Growing Rectangles
Growing Rectangles printable sheet
Imagine a rectangle with an area of $20$cm$^2$
What could its length and width be? List at least five different combinations.
If you enlarge each of your rectangles by a scale factor of 2, what would their new dimensions be?
What would their areas be?
What do you notice?
What happens when you enlarge rectangles with different areas by a scale factor of 2?
What if you enlarge them by a scale factor of 3? Or 4? Or 5 ...? Or $k$?
What if $k$ is a fraction?
Explain and justify any conclusions you come to.
Do your conclusions apply to plane shapes other than rectangles?

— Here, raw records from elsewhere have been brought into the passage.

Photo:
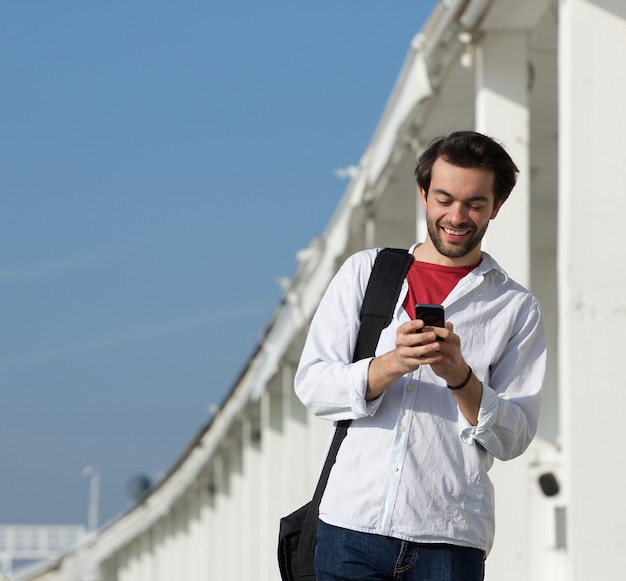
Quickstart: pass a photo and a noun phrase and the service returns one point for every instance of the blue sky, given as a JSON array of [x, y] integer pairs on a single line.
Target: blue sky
[[161, 164]]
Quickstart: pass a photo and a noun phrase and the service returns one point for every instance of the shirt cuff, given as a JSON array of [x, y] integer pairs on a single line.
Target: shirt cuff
[[359, 373], [487, 415]]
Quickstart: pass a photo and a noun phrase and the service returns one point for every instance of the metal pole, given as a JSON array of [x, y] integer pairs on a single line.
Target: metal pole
[[93, 474]]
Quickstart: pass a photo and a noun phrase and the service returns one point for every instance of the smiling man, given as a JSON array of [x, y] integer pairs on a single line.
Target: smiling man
[[409, 497]]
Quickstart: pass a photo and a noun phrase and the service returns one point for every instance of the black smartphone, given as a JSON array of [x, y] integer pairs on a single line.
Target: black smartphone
[[432, 315]]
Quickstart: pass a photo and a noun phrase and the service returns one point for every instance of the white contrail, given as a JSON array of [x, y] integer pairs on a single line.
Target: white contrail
[[131, 336]]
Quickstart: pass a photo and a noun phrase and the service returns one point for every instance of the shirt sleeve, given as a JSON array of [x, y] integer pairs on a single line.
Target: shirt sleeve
[[510, 404], [326, 381]]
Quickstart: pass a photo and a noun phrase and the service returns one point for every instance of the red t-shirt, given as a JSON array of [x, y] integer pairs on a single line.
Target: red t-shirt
[[431, 283]]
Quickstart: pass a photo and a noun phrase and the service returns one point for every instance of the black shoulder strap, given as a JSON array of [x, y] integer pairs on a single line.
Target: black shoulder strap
[[381, 296]]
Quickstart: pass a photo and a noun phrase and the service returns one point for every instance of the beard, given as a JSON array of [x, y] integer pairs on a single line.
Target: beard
[[451, 249]]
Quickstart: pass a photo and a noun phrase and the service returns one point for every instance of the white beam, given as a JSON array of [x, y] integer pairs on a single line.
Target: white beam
[[592, 279], [502, 113]]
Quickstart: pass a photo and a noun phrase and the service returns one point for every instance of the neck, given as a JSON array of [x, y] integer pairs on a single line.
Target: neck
[[427, 252]]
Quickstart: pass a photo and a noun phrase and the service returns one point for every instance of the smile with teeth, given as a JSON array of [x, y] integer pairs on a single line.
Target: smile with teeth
[[452, 232]]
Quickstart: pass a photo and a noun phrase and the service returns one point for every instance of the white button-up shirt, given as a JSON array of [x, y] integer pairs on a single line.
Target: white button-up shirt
[[411, 466]]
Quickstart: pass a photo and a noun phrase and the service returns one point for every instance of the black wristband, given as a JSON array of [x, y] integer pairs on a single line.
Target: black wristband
[[469, 376]]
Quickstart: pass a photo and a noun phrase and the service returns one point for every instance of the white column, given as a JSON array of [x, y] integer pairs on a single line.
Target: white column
[[502, 113], [271, 484], [592, 280], [294, 466], [250, 500]]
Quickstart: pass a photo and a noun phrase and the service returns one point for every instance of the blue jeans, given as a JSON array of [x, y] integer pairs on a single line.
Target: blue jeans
[[344, 555]]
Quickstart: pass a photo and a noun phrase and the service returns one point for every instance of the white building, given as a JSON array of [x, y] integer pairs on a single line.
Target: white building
[[546, 78]]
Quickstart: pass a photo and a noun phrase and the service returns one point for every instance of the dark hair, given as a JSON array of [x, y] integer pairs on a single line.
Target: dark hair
[[470, 150]]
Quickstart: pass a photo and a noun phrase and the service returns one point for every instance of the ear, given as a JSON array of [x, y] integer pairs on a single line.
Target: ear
[[496, 209], [423, 195]]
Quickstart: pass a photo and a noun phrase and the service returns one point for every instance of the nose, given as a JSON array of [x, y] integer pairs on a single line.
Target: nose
[[458, 213]]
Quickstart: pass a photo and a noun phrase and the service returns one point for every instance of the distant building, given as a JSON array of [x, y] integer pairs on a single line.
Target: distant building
[[21, 545], [546, 78]]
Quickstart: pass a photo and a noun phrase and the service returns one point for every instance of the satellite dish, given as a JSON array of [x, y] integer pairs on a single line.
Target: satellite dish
[[138, 487]]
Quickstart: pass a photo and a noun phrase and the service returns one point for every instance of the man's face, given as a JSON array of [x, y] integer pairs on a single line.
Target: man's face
[[459, 205]]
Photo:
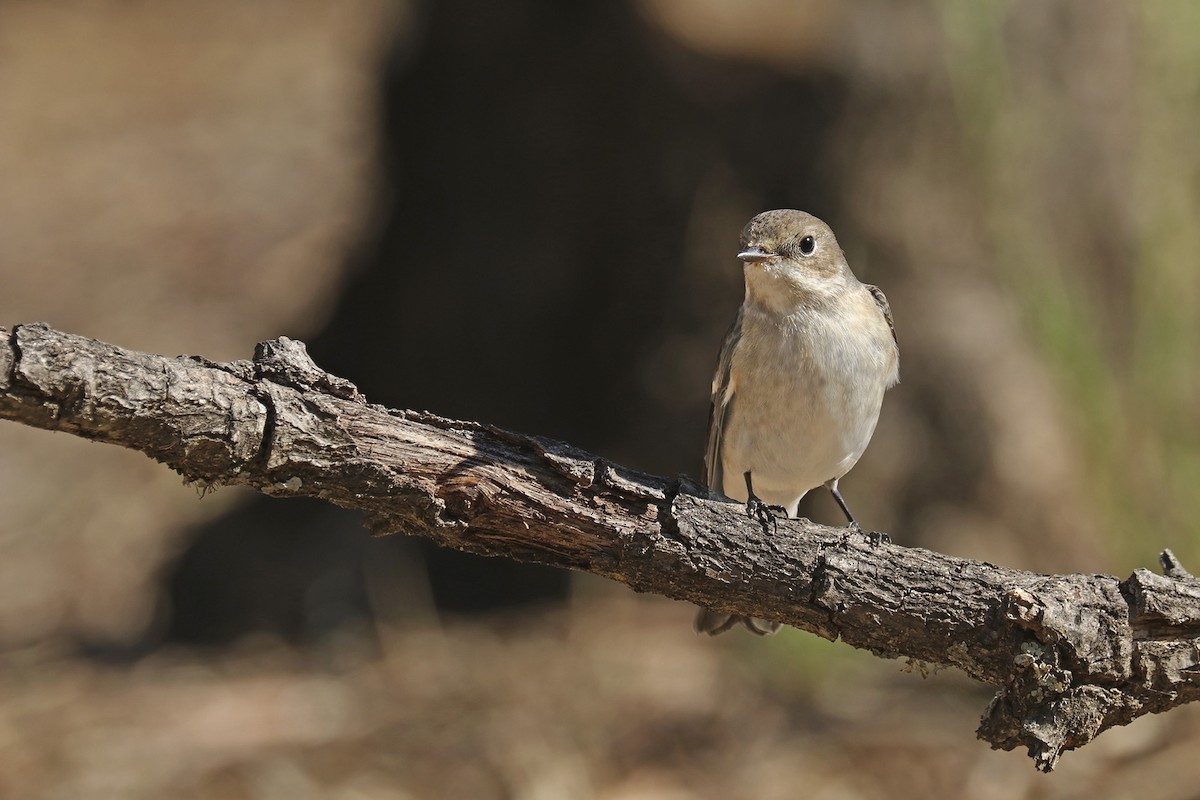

Now explore what happens to the surface area and volume of different cuboids when they are enlarged by different scale factors.
Do your conclusions apply to solids other than cuboids?
This problem is based on an idea suggested by Tabitha Gould.
We received concise statements of general rules based on clearly presented evidence:
Matthew, Holly and Isobel from Staunton & Corse C of E School discovered the relationship between the enlargement scale factor and the effect on the area:
We started by writing 5 different dimensions with an area of $20$cm$^2$:
Length x Width:
Then we enlarged them by a scale factor of 2:
0.5 x 160, 1 x 80, 2 x 40, 4 x 20, 8 x 10
We then took the areas of both rectangles ($20$cm$^2$ and $80$cm$^2$) and figured out a way that 20 could be turned into 80.
Well, obviously you multiply it by 4.
But if you enlarge them by a scale factor of 3:
0.25 x 80, 0.5 x 40, 1 x 20, 2 x 10, 4 x 5
become:
0.75 x 240, 1.5 x 120, 3 x 60, 6 x 30, 12 x 15
This time the areas are $20$cm$^2$ and $180$cm$^2$ which means that the areas have been multiplied by 9.
So the question we asked ourselves was:
What does 2 have in common with 4 as 3 has in common with 9?
The answer is: you square the scale factor to find out how much bigger the areas have become.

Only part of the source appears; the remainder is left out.